ABS-CBN
Aux Philippines, le président Duterte fait fermer la principale chaîne de télévision du pays
ABS-CBN, régulièrement ciblée par le dirigeant populiste, a cessé d’émettre mardi. Sa licence n’a pas été renouvelée.

« ABS-CBN, au service des Philippins. On rend l’antenne. » C’est ainsi que la chaîne de télévision la plus regardée de l’archipel aux mains de Rodrigo Duterte a cessé d’émettre, mardi 5 mai au soir, sous les coups de boutoir d’un président ne dissimulant pas son hostilité envers les médias qui osent le critiquer. La Commission des télécommunications, organe gouvernemental, a ordonné la suspension de la diffusion au lendemain de la date d’échéance de la licence du groupe de médias, qui n’a pour l’heure pas été renouvelée par un Parlement majoritairement acquis au chef de l’Etat.

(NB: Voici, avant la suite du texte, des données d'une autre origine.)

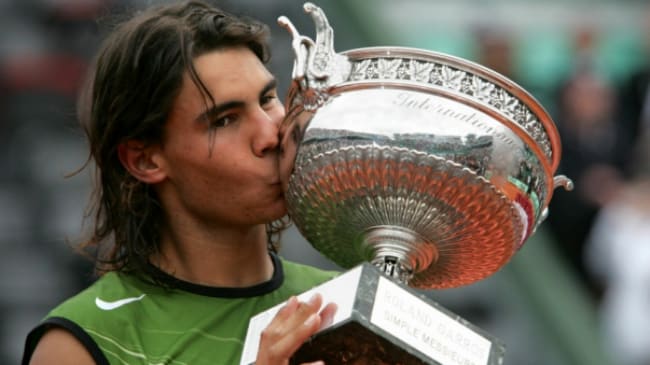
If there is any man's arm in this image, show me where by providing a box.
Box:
[29,327,95,365]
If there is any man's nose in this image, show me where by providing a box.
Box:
[252,108,283,157]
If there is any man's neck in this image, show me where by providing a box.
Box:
[152,225,273,287]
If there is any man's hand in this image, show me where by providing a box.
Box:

La suspension survient alors que les Philippines font face à la propagation du Covid-19, qui a contaminé 9 684 habitants de l’archipel et causé la mort de 637 d’entre eux. Le président a ordonné à la police d’abattre ceux qui se montreraient réfractaires au confinement décrété sur l’île principale, Luzon. L’opposition dénonce un calendrier particulièrement nocif pour s’en prendre au premier vecteur d’information des Philippins. « La délivrance d’une information précise et dans les meilleurs délais est essentielle dans notre lutte contre le Covid-19 », a lancé mardi la sénatrice Risa Hontiveros.
Quatre ans après l’élection à la présidence philippine du dirigeant populiste, le climat s’est nettement détérioré dans les médias philippins. Surtout ceux qui ont couvert en profondeur sa sanglante guerre contre la drogue, qui selon la Commission des droits de l’homme du pays pourrait avoir fait plus de 27 000 victimes lors d’exécutions extrajudiciaires (plus de 5 500 selon la police).
L’administration Duterte a déjà lancé de multiples procès contre Maria Ressa, la rédactrice en chef du site d’information Rappler, qui a contribué à révéler le fonctionnement de cette meurtrière campagne d’exécutions sommaires : comment les policiers sont devenus des tueurs à gage abattant les jeunes des bidonvilles qui oubliaient leurs malheurs dans la fumée de méthamphétamine.